John Doyle

Personal information
- Date of birth: 17 January 1946 (age 80)
- Place of birth: Ireland
- Position: Forward

Senior career*
- Years: Team / Apps / (Gls)
- 1969–1972: South Sydney Croatia
- 1973: Pan Hellenic
- 1974–1975: South Sydney Croatia
- 1976–1978: APIA Leichhardt
- 1979: Canterbury-Marrickville Olympic

International career
- 1970: Australia / 1 / (0)

Managerial career
- 1988–1989: Australia (women)
- 1997: Sydney United
- 2004–2005: Sydney Olympic

= John Doyle (soccer, born 1946) =

Irish Australian soccer player and coach (born 1946)
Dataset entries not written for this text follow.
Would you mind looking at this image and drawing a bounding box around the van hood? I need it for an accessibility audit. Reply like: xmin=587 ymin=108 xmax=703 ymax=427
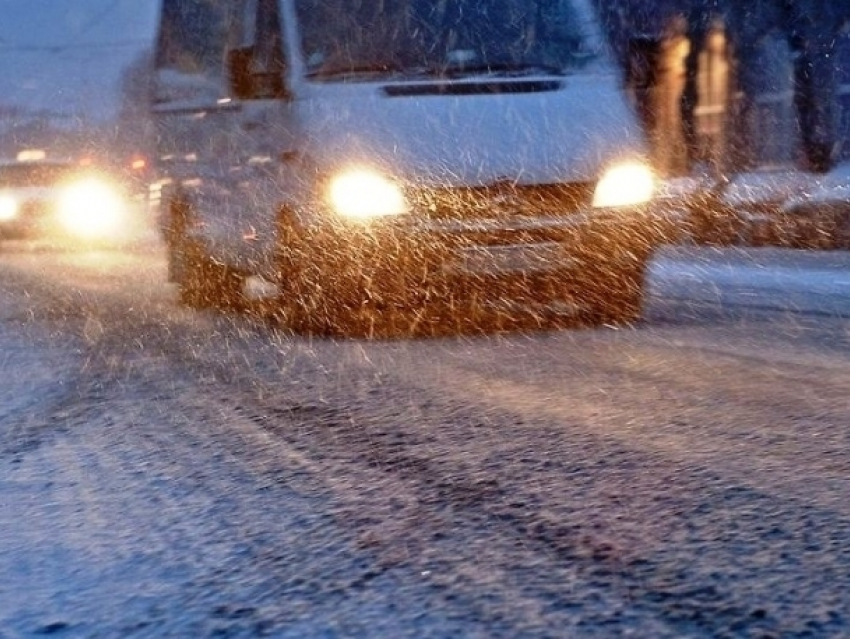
xmin=299 ymin=74 xmax=647 ymax=187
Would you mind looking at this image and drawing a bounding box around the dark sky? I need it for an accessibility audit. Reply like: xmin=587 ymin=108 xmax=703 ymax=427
xmin=0 ymin=0 xmax=159 ymax=123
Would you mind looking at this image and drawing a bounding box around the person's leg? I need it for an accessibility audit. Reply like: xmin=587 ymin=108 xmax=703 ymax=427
xmin=681 ymin=22 xmax=708 ymax=171
xmin=726 ymin=43 xmax=764 ymax=171
xmin=787 ymin=0 xmax=838 ymax=172
xmin=724 ymin=0 xmax=785 ymax=171
xmin=626 ymin=36 xmax=663 ymax=137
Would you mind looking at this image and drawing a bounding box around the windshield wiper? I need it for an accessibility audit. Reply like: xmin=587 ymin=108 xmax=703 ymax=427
xmin=305 ymin=60 xmax=567 ymax=82
xmin=436 ymin=62 xmax=566 ymax=79
xmin=305 ymin=61 xmax=407 ymax=80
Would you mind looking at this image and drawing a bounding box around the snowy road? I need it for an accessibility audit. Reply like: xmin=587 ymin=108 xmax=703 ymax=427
xmin=1 ymin=241 xmax=849 ymax=637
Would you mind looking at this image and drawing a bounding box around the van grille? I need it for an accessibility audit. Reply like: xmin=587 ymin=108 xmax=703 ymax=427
xmin=407 ymin=182 xmax=595 ymax=222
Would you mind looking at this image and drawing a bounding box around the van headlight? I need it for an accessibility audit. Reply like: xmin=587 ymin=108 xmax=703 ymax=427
xmin=592 ymin=161 xmax=655 ymax=209
xmin=327 ymin=169 xmax=409 ymax=220
xmin=56 ymin=178 xmax=126 ymax=239
xmin=0 ymin=193 xmax=19 ymax=221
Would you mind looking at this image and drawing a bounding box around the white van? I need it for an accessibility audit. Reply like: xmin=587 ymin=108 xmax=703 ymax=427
xmin=151 ymin=0 xmax=673 ymax=333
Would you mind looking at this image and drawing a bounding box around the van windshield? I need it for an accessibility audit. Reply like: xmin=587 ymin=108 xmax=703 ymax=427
xmin=296 ymin=0 xmax=610 ymax=79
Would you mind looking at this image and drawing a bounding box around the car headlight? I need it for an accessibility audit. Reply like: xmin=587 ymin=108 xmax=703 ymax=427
xmin=0 ymin=193 xmax=19 ymax=221
xmin=327 ymin=169 xmax=409 ymax=220
xmin=56 ymin=178 xmax=126 ymax=239
xmin=592 ymin=161 xmax=655 ymax=209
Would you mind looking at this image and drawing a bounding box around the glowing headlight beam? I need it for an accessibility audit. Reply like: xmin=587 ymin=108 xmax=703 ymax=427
xmin=592 ymin=161 xmax=655 ymax=209
xmin=328 ymin=169 xmax=408 ymax=220
xmin=56 ymin=178 xmax=126 ymax=239
xmin=0 ymin=193 xmax=19 ymax=221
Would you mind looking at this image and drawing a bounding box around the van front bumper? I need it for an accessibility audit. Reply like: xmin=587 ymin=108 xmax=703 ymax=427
xmin=290 ymin=202 xmax=677 ymax=274
xmin=279 ymin=203 xmax=681 ymax=331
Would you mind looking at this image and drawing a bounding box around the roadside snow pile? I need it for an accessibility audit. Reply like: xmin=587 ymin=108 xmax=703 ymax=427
xmin=787 ymin=161 xmax=850 ymax=207
xmin=661 ymin=163 xmax=850 ymax=249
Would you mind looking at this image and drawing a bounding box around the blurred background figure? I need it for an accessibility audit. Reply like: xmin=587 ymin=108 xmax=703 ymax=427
xmin=598 ymin=0 xmax=684 ymax=145
xmin=680 ymin=0 xmax=725 ymax=173
xmin=684 ymin=0 xmax=841 ymax=174
xmin=599 ymin=0 xmax=845 ymax=176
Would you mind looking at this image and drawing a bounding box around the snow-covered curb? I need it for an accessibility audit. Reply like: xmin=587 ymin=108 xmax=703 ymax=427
xmin=659 ymin=164 xmax=850 ymax=249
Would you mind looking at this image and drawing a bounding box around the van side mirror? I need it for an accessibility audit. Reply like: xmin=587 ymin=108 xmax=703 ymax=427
xmin=227 ymin=47 xmax=255 ymax=99
xmin=226 ymin=46 xmax=289 ymax=100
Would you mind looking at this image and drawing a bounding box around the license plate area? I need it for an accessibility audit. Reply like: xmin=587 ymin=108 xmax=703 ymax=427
xmin=453 ymin=241 xmax=572 ymax=275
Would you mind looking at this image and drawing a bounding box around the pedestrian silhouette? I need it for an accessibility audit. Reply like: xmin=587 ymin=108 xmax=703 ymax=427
xmin=683 ymin=0 xmax=840 ymax=174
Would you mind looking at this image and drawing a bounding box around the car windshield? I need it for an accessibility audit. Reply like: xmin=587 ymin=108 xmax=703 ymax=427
xmin=296 ymin=0 xmax=609 ymax=78
xmin=0 ymin=163 xmax=76 ymax=188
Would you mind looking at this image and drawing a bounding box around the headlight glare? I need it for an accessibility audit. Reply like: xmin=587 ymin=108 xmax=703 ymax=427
xmin=592 ymin=161 xmax=655 ymax=208
xmin=57 ymin=178 xmax=126 ymax=238
xmin=328 ymin=169 xmax=408 ymax=220
xmin=0 ymin=193 xmax=19 ymax=221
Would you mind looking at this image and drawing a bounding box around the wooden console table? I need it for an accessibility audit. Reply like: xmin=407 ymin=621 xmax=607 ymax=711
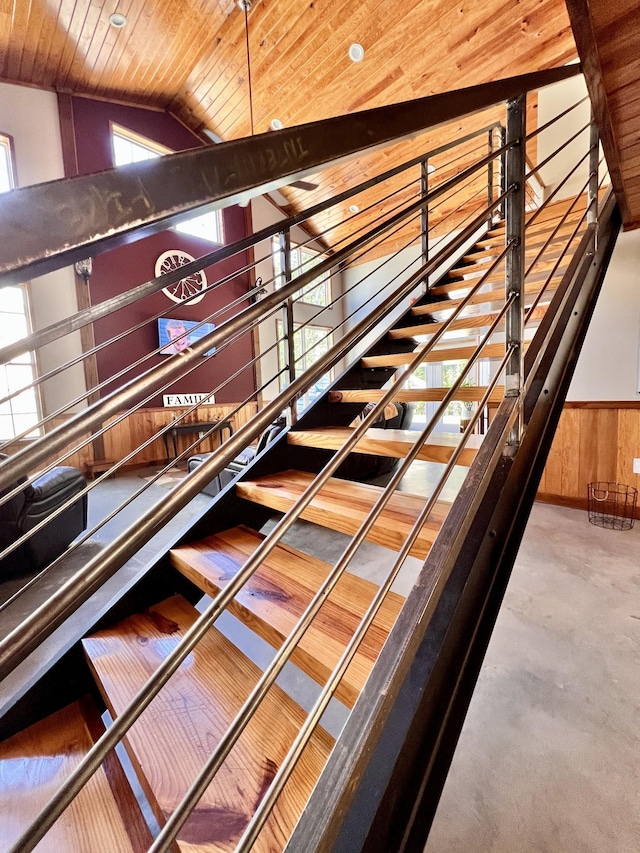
xmin=164 ymin=419 xmax=233 ymax=459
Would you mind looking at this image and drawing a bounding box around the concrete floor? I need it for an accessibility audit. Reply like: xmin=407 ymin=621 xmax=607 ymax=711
xmin=237 ymin=470 xmax=640 ymax=851
xmin=1 ymin=463 xmax=638 ymax=849
xmin=424 ymin=502 xmax=640 ymax=853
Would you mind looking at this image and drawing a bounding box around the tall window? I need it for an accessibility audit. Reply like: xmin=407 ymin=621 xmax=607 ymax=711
xmin=0 ymin=135 xmax=14 ymax=192
xmin=111 ymin=124 xmax=224 ymax=245
xmin=0 ymin=288 xmax=40 ymax=440
xmin=276 ymin=320 xmax=333 ymax=409
xmin=0 ymin=134 xmax=40 ymax=440
xmin=272 ymin=238 xmax=331 ymax=307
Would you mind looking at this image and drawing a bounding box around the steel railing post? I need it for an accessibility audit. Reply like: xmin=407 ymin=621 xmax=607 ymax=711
xmin=499 ymin=124 xmax=507 ymax=221
xmin=588 ymin=108 xmax=599 ymax=229
xmin=505 ymin=94 xmax=526 ymax=446
xmin=487 ymin=128 xmax=495 ymax=219
xmin=421 ymin=158 xmax=430 ymax=291
xmin=279 ymin=229 xmax=298 ymax=425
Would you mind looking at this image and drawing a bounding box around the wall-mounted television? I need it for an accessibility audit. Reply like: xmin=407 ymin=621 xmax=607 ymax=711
xmin=158 ymin=318 xmax=216 ymax=356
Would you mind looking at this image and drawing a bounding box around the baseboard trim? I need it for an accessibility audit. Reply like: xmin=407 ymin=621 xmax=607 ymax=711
xmin=563 ymin=400 xmax=640 ymax=409
xmin=536 ymin=492 xmax=640 ymax=520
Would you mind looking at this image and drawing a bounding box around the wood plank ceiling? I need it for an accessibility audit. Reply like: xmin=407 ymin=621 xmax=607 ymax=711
xmin=566 ymin=0 xmax=640 ymax=229
xmin=0 ymin=0 xmax=583 ymax=249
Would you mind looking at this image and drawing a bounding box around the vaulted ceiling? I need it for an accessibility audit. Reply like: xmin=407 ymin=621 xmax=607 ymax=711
xmin=0 ymin=1 xmax=576 ymax=138
xmin=0 ymin=2 xmax=637 ymax=232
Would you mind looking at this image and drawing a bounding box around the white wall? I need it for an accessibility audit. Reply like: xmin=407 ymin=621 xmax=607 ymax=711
xmin=537 ymin=75 xmax=592 ymax=201
xmin=342 ymin=226 xmax=488 ymax=361
xmin=568 ymin=228 xmax=640 ymax=401
xmin=0 ymin=82 xmax=86 ymax=415
xmin=250 ymin=194 xmax=344 ymax=401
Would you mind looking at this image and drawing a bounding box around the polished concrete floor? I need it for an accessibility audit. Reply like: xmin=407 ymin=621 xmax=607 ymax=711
xmin=1 ymin=462 xmax=638 ymax=850
xmin=424 ymin=501 xmax=640 ymax=853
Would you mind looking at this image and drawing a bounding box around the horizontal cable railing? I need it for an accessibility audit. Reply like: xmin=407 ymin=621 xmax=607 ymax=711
xmin=0 ymin=63 xmax=617 ymax=853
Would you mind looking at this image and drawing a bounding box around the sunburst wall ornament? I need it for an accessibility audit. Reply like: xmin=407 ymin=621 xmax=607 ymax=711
xmin=155 ymin=250 xmax=208 ymax=304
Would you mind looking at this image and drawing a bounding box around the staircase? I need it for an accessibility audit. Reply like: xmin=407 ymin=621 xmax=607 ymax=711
xmin=0 ymin=190 xmax=612 ymax=851
xmin=0 ymin=62 xmax=622 ymax=853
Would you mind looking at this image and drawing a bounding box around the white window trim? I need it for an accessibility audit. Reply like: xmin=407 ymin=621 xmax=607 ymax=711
xmin=272 ymin=237 xmax=331 ymax=307
xmin=110 ymin=124 xmax=224 ymax=245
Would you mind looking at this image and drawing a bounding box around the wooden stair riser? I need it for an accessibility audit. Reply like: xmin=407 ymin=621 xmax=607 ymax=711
xmin=287 ymin=427 xmax=481 ymax=467
xmin=83 ymin=595 xmax=333 ymax=853
xmin=447 ymin=247 xmax=574 ymax=281
xmin=170 ymin=526 xmax=404 ymax=710
xmin=236 ymin=470 xmax=449 ymax=560
xmin=456 ymin=243 xmax=569 ymax=268
xmin=470 ymin=219 xmax=583 ymax=253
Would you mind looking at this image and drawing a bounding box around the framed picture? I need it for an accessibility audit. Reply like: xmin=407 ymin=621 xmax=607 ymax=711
xmin=158 ymin=318 xmax=216 ymax=356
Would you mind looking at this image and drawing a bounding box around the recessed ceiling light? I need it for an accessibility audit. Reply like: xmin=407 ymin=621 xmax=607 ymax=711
xmin=109 ymin=12 xmax=127 ymax=28
xmin=349 ymin=204 xmax=360 ymax=213
xmin=349 ymin=43 xmax=365 ymax=62
xmin=427 ymin=163 xmax=437 ymax=174
xmin=270 ymin=118 xmax=284 ymax=131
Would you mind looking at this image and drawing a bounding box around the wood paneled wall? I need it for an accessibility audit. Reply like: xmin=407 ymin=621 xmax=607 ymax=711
xmin=26 ymin=403 xmax=259 ymax=477
xmin=537 ymin=402 xmax=640 ymax=516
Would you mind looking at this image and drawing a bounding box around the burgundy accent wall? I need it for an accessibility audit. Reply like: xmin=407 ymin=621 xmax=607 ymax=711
xmin=68 ymin=96 xmax=255 ymax=407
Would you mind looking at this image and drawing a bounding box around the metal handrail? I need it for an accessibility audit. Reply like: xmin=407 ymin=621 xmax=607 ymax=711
xmin=6 ymin=192 xmax=517 ymax=852
xmin=0 ymin=63 xmax=607 ymax=853
xmin=0 ymin=190 xmax=510 ymax=679
xmin=0 ymin=144 xmax=510 ymax=495
xmin=0 ymin=67 xmax=579 ymax=284
xmin=0 ymin=124 xmax=500 ymax=367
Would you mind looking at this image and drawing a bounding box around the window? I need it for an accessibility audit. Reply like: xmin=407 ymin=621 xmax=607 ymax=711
xmin=111 ymin=124 xmax=223 ymax=245
xmin=0 ymin=286 xmax=40 ymax=440
xmin=409 ymin=356 xmax=489 ymax=431
xmin=0 ymin=134 xmax=40 ymax=441
xmin=272 ymin=238 xmax=331 ymax=307
xmin=441 ymin=361 xmax=475 ymax=427
xmin=276 ymin=320 xmax=333 ymax=410
xmin=0 ymin=134 xmax=15 ymax=192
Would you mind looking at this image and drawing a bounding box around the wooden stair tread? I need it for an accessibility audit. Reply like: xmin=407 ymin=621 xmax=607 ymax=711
xmin=0 ymin=697 xmax=151 ymax=853
xmin=329 ymin=386 xmax=505 ymax=404
xmin=413 ymin=277 xmax=560 ymax=315
xmin=288 ymin=427 xmax=481 ymax=466
xmin=83 ymin=595 xmax=334 ymax=853
xmin=361 ymin=340 xmax=507 ymax=369
xmin=462 ymin=242 xmax=569 ymax=262
xmin=170 ymin=526 xmax=404 ymax=710
xmin=236 ymin=469 xmax=449 ymax=560
xmin=447 ymin=251 xmax=570 ymax=281
xmin=388 ymin=305 xmax=546 ymax=339
xmin=430 ymin=263 xmax=569 ymax=297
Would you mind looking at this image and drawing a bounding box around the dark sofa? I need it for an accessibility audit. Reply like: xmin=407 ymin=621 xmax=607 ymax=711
xmin=336 ymin=400 xmax=415 ymax=481
xmin=0 ymin=455 xmax=88 ymax=577
xmin=188 ymin=417 xmax=287 ymax=497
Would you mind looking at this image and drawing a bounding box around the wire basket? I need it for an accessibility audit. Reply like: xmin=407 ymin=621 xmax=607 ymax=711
xmin=587 ymin=482 xmax=638 ymax=530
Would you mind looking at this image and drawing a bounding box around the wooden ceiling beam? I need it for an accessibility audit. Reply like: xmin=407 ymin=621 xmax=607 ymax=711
xmin=565 ymin=0 xmax=635 ymax=227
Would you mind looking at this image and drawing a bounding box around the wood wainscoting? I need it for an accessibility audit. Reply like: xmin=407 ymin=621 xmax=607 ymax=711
xmin=36 ymin=402 xmax=259 ymax=477
xmin=537 ymin=402 xmax=640 ymax=518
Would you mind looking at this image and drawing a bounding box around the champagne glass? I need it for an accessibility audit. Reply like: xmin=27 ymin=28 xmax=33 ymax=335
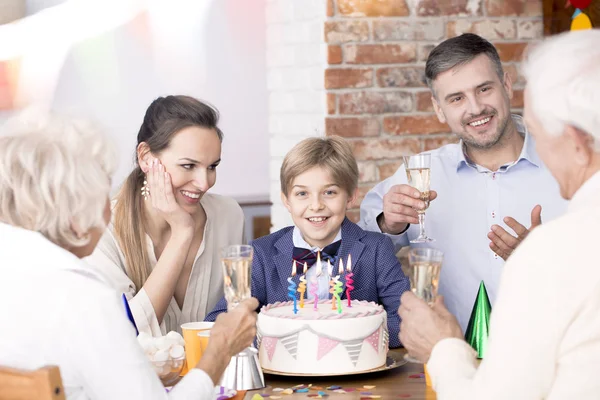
xmin=403 ymin=154 xmax=434 ymax=243
xmin=221 ymin=245 xmax=253 ymax=358
xmin=403 ymin=247 xmax=444 ymax=364
xmin=220 ymin=245 xmax=265 ymax=390
xmin=222 ymin=244 xmax=253 ymax=311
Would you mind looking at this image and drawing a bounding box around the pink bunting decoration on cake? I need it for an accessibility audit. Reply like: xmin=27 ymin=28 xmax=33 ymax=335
xmin=262 ymin=336 xmax=278 ymax=361
xmin=317 ymin=336 xmax=340 ymax=360
xmin=364 ymin=328 xmax=381 ymax=354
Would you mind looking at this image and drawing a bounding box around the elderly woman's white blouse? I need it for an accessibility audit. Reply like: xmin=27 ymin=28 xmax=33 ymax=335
xmin=85 ymin=193 xmax=245 ymax=337
xmin=427 ymin=171 xmax=600 ymax=399
xmin=0 ymin=223 xmax=213 ymax=399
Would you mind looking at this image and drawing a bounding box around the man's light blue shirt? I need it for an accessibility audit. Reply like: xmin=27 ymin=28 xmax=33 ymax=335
xmin=292 ymin=227 xmax=342 ymax=300
xmin=359 ymin=115 xmax=568 ymax=331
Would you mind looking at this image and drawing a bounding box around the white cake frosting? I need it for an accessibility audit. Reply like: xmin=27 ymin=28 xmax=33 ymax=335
xmin=257 ymin=300 xmax=388 ymax=375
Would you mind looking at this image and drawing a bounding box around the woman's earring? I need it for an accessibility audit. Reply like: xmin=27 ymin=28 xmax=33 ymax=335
xmin=141 ymin=177 xmax=150 ymax=200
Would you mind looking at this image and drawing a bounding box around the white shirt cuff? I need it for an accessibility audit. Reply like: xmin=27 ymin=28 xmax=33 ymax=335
xmin=427 ymin=338 xmax=478 ymax=392
xmin=168 ymin=369 xmax=214 ymax=400
xmin=129 ymin=287 xmax=164 ymax=337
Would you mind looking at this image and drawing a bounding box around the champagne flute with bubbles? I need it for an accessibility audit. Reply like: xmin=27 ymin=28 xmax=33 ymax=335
xmin=220 ymin=245 xmax=265 ymax=390
xmin=403 ymin=154 xmax=434 ymax=243
xmin=404 ymin=247 xmax=444 ymax=363
xmin=222 ymin=245 xmax=253 ymax=311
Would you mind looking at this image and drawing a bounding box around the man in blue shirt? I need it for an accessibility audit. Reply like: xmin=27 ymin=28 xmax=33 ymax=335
xmin=359 ymin=33 xmax=568 ymax=331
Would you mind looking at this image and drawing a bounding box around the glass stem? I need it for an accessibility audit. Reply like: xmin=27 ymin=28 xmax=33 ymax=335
xmin=418 ymin=212 xmax=427 ymax=238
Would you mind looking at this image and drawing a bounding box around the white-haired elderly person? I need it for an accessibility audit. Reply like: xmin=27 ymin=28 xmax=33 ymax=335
xmin=398 ymin=29 xmax=600 ymax=399
xmin=0 ymin=111 xmax=258 ymax=400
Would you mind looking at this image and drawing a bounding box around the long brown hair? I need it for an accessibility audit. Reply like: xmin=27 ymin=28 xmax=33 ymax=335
xmin=113 ymin=95 xmax=223 ymax=292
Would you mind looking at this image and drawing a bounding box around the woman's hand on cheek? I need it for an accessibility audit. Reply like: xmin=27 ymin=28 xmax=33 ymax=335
xmin=148 ymin=158 xmax=194 ymax=231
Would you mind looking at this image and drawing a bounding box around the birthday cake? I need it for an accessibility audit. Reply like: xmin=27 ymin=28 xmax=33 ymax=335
xmin=257 ymin=300 xmax=388 ymax=375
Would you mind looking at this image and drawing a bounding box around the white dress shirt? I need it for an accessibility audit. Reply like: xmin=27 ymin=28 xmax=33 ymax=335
xmin=359 ymin=115 xmax=568 ymax=330
xmin=292 ymin=227 xmax=342 ymax=300
xmin=85 ymin=193 xmax=245 ymax=337
xmin=0 ymin=223 xmax=213 ymax=400
xmin=427 ymin=171 xmax=600 ymax=400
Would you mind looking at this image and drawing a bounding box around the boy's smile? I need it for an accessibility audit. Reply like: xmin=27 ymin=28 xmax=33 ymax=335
xmin=282 ymin=166 xmax=356 ymax=249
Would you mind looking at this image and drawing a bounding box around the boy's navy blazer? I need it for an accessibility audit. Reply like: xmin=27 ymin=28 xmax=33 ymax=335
xmin=206 ymin=218 xmax=410 ymax=348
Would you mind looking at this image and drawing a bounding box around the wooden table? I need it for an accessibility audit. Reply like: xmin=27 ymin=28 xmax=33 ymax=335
xmin=241 ymin=349 xmax=436 ymax=400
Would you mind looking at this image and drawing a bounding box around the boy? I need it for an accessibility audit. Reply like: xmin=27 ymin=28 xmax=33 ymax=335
xmin=207 ymin=136 xmax=410 ymax=347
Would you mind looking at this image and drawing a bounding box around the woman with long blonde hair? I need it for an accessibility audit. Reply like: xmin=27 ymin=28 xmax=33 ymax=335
xmin=86 ymin=95 xmax=245 ymax=336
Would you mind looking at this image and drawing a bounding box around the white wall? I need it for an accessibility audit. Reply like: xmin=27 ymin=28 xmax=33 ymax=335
xmin=266 ymin=0 xmax=327 ymax=230
xmin=3 ymin=0 xmax=269 ymax=201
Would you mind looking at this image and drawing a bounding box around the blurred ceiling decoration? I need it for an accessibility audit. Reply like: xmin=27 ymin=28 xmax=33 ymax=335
xmin=0 ymin=0 xmax=25 ymax=25
xmin=0 ymin=0 xmax=147 ymax=110
xmin=0 ymin=0 xmax=148 ymax=60
xmin=25 ymin=0 xmax=68 ymax=15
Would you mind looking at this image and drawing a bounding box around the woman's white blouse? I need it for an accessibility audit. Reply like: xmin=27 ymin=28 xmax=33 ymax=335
xmin=85 ymin=193 xmax=245 ymax=336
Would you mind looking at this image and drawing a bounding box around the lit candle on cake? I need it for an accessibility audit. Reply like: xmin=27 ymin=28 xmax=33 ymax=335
xmin=298 ymin=262 xmax=308 ymax=308
xmin=288 ymin=261 xmax=298 ymax=314
xmin=328 ymin=260 xmax=336 ymax=310
xmin=311 ymin=252 xmax=322 ymax=311
xmin=334 ymin=259 xmax=343 ymax=314
xmin=345 ymin=254 xmax=354 ymax=307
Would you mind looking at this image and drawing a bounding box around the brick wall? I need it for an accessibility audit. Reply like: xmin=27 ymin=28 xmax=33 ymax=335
xmin=325 ymin=0 xmax=544 ymax=222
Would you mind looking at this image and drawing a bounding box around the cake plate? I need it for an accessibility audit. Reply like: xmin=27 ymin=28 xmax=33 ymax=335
xmin=261 ymin=352 xmax=407 ymax=377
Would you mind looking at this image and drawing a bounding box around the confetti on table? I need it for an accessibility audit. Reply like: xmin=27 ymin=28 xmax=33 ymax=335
xmin=317 ymin=391 xmax=328 ymax=397
xmin=293 ymin=385 xmax=307 ymax=389
xmin=310 ymin=386 xmax=323 ymax=390
xmin=409 ymin=373 xmax=425 ymax=379
xmin=333 ymin=389 xmax=346 ymax=394
xmin=273 ymin=388 xmax=285 ymax=392
xmin=360 ymin=392 xmax=372 ymax=396
xmin=363 ymin=386 xmax=376 ymax=390
xmin=307 ymin=395 xmax=320 ymax=398
xmin=282 ymin=389 xmax=294 ymax=395
xmin=326 ymin=386 xmax=341 ymax=390
xmin=345 ymin=388 xmax=356 ymax=392
xmin=368 ymin=396 xmax=381 ymax=399
xmin=296 ymin=388 xmax=309 ymax=393
xmin=251 ymin=395 xmax=264 ymax=400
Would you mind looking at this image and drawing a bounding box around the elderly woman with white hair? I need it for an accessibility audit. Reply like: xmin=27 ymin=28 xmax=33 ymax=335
xmin=0 ymin=112 xmax=258 ymax=400
xmin=398 ymin=29 xmax=600 ymax=399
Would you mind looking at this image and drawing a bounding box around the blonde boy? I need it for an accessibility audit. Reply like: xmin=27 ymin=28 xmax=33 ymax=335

John Doyle (born 17 January 1946) is a soccer coach and former player who was a forward. He won a single cap for the Australia men's national association football team in 1970 and coached the Australia women's national association football team during 1988.

==Career==

Born in Ireland, Doyle played club football for various teams in the Sydney area. He made one official international appearance for Australia's male team, as a substitute in a 1–0 friendly win over Israel on 10 November 1970. The match was part of a world tour under new coach Rale Rasic. On the tour Doyle took part in a further six matches, scoring two goals, in games which were not considered full international fixtures.

Doyle was put in charge of Australia's women's team two months before their appearance at the 1988 FIFA Women's Invitation Tournament (a pilot World Cup) in China. He resigned after the team performed poorly at the 1989 OFC Women's Championship.

In addition to his soccer career, Doyle worked as a high school maths teacher.